Los que escribimos


         Pensar, interpretar lo pensado y traducirlo en palabras es la gran tragedia de los que escribimos. El hombre corriente difícilmente puede imaginarse todo el angustioso dolor que se siente Al concebir ideas nuevas, o al tratar de concebirlas solamente, y cuanto sufrimiento cuesta, luego, el darlas a luz de forma comprensible. Un puño cerrado; un poderoso puño de titán que trata de abrirse a toda costa para salir, aún a trueque de romperla, de esa pequeña jaula para seres intangibles que es el cerebro humano; nuestro cerebro; el torturado cerebro de los que escribimos. El efecto es parecido. Y duele. Por eso nunca he podido comprender al hombre común –a los hombres diferentes en algo podemos llamarlos “hombres propios”- cuando, si se trata de definir a alguno de nosotros en particular, dice simplemente, sin concedernos la menor importancia, en tono despectivo: “Ese es uno a quien le da por escribir”. Y hay que pararse a meditar profundamente en ese “a quien le da”, por todo lo que significa de menosprecio; aunque esas mismas palabras, implícitamente, vengan a convenir en que somos diferentes de alguna manera, ya se estime que estamos por encima o por debajo de los otros, de los que no conciben que pueda haber cerebros de hombres que se dediquen a pensar por el mero placer doloroso de hacerlo.

 

            Cierto es que los que escribimos somos raros –en ese sentido y en el que equivale a decir pocos- en comparación con la gran masa literariamente acéfala; pero el hecho de ser minoría no implica qué, por ello, seamos merecedores del desprecio, o indiferencia, de los innumerables -¿se me perdonará que los exprese así?- “cabezas prácticas”, ya que la misma realidad de nuestra existencia –ser esto o lo otro es posible únicamente por contraste- hace posible la suya. Y es que nosotros somos lo contrario, es decir, idealistas, soñadores; en una palabra: distintos. Vivimos sueños y soñamos vidas inimaginables para los hombres corrientes y molientes. ¿Queréis saber, de verdad, como somos? Leed “El pájaro azul”, de Rubén Darío.Garcín –el principal personaje del cuento- nos retrata de cuerpo entero, y alma, a los que escribimos. Pero, si cabe, aún mejor lo hace Edgar A. Poe, aquél escritor de concepciones fantásticas, en su poema “Solo”. Leed; leed:

   Desde las horas de mi infancia

yo nunca fui como los otros;

    no vi jamás como otros vieron,

ni adoré ni odié como todos.

 

            Esto, que puede parecer presunción, ansía de distanciarse o diferenciarse significa todo lo contrario. Supone, para el que escribe, el angustioso reconocimiento de que no le es dado vivir la vida normal, la plácida vida incolora del hombre común. Pero seguid leyendo, todavía:

  En la fuente común yo nunca

  bebí mis penas ni mis gozos;

y soñé siempre sueños míos

  y cuanto amé lo amé yo solo.

 

            Un amor distinto. Un dolor diferente. Amar más. Sufrir más. ¡Ah, cuántas veces uno ha deseado ser como los otros sin poder conseguirlo! Y es que los que escriben tienen una estrella para cada uno y los demás tienen una sola para todos. Y se sienten cerca. Y se ayudan y apoyan unos a otros. Pero el que escribe está solo, trágicamente solo, y su estrella aislada le impone un destino irrenunciable y él, únicamente él, ha de dar luz, calor y vida a su sol solitario y exigente. Si se duerme, la estrella se apaga, Si se muere, su sol desaparece y solo brilla mientras la lucecita del cerebro despierto titila.

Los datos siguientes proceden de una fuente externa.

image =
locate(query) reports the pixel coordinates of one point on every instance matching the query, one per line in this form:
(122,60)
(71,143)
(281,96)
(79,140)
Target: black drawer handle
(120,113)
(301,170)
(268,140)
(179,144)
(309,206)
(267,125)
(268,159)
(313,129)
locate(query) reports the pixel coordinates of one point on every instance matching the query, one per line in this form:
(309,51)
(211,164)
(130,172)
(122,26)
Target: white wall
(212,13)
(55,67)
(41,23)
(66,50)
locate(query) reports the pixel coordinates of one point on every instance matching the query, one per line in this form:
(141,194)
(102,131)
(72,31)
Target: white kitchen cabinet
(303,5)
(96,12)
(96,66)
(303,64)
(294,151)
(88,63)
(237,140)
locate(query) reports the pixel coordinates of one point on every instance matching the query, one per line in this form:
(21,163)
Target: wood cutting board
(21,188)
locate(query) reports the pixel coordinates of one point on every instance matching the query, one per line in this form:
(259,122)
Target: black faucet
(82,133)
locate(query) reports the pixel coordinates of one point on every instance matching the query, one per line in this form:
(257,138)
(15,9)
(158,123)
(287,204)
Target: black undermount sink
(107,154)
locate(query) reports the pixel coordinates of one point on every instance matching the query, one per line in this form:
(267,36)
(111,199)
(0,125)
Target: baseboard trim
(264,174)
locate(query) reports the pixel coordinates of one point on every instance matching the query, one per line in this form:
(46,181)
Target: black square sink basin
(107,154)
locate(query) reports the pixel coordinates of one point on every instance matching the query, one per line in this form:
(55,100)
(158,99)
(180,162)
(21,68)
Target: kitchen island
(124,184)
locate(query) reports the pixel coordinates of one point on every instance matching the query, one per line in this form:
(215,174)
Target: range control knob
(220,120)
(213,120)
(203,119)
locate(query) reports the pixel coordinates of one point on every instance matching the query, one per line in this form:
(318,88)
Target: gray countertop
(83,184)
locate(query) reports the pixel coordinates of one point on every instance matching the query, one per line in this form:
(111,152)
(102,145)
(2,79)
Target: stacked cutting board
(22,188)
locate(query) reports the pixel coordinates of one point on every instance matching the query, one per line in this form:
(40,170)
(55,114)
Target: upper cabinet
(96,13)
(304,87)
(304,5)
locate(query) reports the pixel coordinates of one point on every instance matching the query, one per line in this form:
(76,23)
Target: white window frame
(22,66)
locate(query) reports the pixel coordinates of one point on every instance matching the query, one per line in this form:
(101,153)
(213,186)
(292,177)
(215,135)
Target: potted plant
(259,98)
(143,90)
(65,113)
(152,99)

            Entre tanto, los innumerables ven alumbrar, indiferentes, nuestros astros porque el suyo está encendido siempre a fuerza de constantes relevos. Para nosotros nació la incomprensión, esa feroz tortura inmaterial que atormenta a las mentes que pretenden ser águilas.

            No he tratado de hacer, no, una apología de los escritores, entre los cuales, inmodestamente, me incluyo yo. Simplemente he deseado poner de relieve que merecemos otra atención, en gracia al amor y al dolor con que tratamos de concebir ideas nuevas, originales, bonitas, que ofrecer a los que –quizás por ese mismo –nos definen despectivamente como “los que escribimos”. Por otra parte, nuestra única ambición es –también lo ha dicho Rubén- alcanzar el viejo laurel verde.